Mavacamten, primer fármaco de esta clase incorporado a la práctica clínica que demostró reducir el gradiente del tracto de salida del ventrículo izquierdo (TSVI), mejorar la clase funcional, el estado de salud y disminuir la necesidad de terapia de reducción septal en pacientes seleccionados. Sin embargo, su irrupción obliga a reformular una pregunta esencial: ¿cómo integrar esta nueva terapia con la imagen cardiovascular y con la evaluación de riesgo y pronóstico? El reto actual ya no es solamente identificar al paciente con obstrucción, sino reconocer qué fenotipo puede beneficiarse más, cómo monitorizar la respuesta y hasta qué punto el remodelado observado se traducirá en una modificación real del riesgo a largo plazo.
Problema actual
El enfoque convencional de la MCH obstructiva se ha construido sobre variables relativamente estáticas: gradiente basal o provocado, grosor parietal máximo, presencia de movimiento sistólico anterior mitral, síntomas y respuesta a betabloqueantes o calcioantagonistas. Ese modelo sigue siendo útil, pero hoy es insuficiente. En primer lugar, porque la carga fisiopatológica de la enfermedad no queda completamente capturada por el gradiente; pacientes con gradientes similares pueden diferir de forma marcada en rigidez diastólica, tamaño y función auricular izquierda, magnitud de la insuficiencia mitral, fibrosis miocárdica y reserva funcional. En segundo lugar, porque la toma de decisiones terapéuticas continúa muy centrada en aliviar síntomas, mientras que la estratificación pronóstica se realiza por carriles paralelos, especialmente en lo referente al riesgo arrítmico.

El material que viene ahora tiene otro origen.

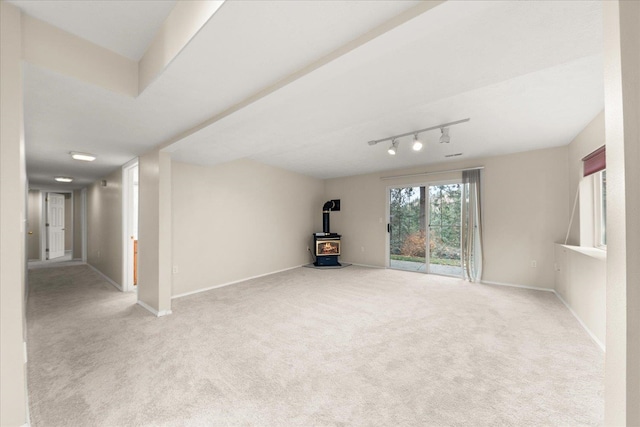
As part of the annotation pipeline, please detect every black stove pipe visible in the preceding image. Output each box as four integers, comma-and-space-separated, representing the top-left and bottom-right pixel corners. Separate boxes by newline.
322, 200, 340, 234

Las guías contemporáneas incorporan los inhibidores de la miosina como opción en adultos con MCH obstructiva sintomática persistente pese al tratamiento de primera línea, pero no resuelven por completo qué perfil de imagen define mejor a los respondedores, qué umbrales deberían gatillar ajustes más finos o cómo reinterpretar variables pronósticas una vez iniciado el tratamiento. La propia monitorización ecocardiográfica obligatoria, incluida la vigilancia de la fracción de eyección, subraya que no se trata de una estrategia “set and forget”, sino de una intervención dependiente de fenotipo, dosis y seguimiento estrecho.
Además, persisten lagunas importantes en dos terrenos. El primero es la MCH no obstructiva: aunque estudios tempranos mostraron señales biológicas favorables, el ensayo ODYSSEY-HCM no alcanzó sus objetivos clínicos primarios, recordando que no toda hipercontractilidad se traduce en un blanco terapéutico equivalente. El segundo es el pronóstico duro. Mejorar gradiente, NT-proBNP o volúmenes auriculares no equivale todavía a demostrar reducción de muerte súbita, progresión a insuficiencia cardíaca o fibrilación auricular. Esta brecha entre plausibilidad biológica y evidencia pronóstica es, quizá, el punto crítico del debate actual.
Evidencia actual
La evidencia disponible respalda con solidez el uso de mavacamten en la MCH obstructiva sintomática. EXPLORER-HCM estableció la prueba de concepto clínica al mostrar mejoría de capacidad funcional, clase NYHA, estado de salud y reducción significativa del gradiente del TSVI. Más allá del alivio hemodinámico, el subestudio de RMC demostró cambios favorables en la estructura cardíaca, con reducción de masa ventricular izquierda, del tamaño auricular izquierdo y de parámetros consistentes con menor carga mecánica. Estos hallazgos consolidaron la idea de que la terapia no sólo “aplana” el gradiente, sino que puede inducir remodelado reverso.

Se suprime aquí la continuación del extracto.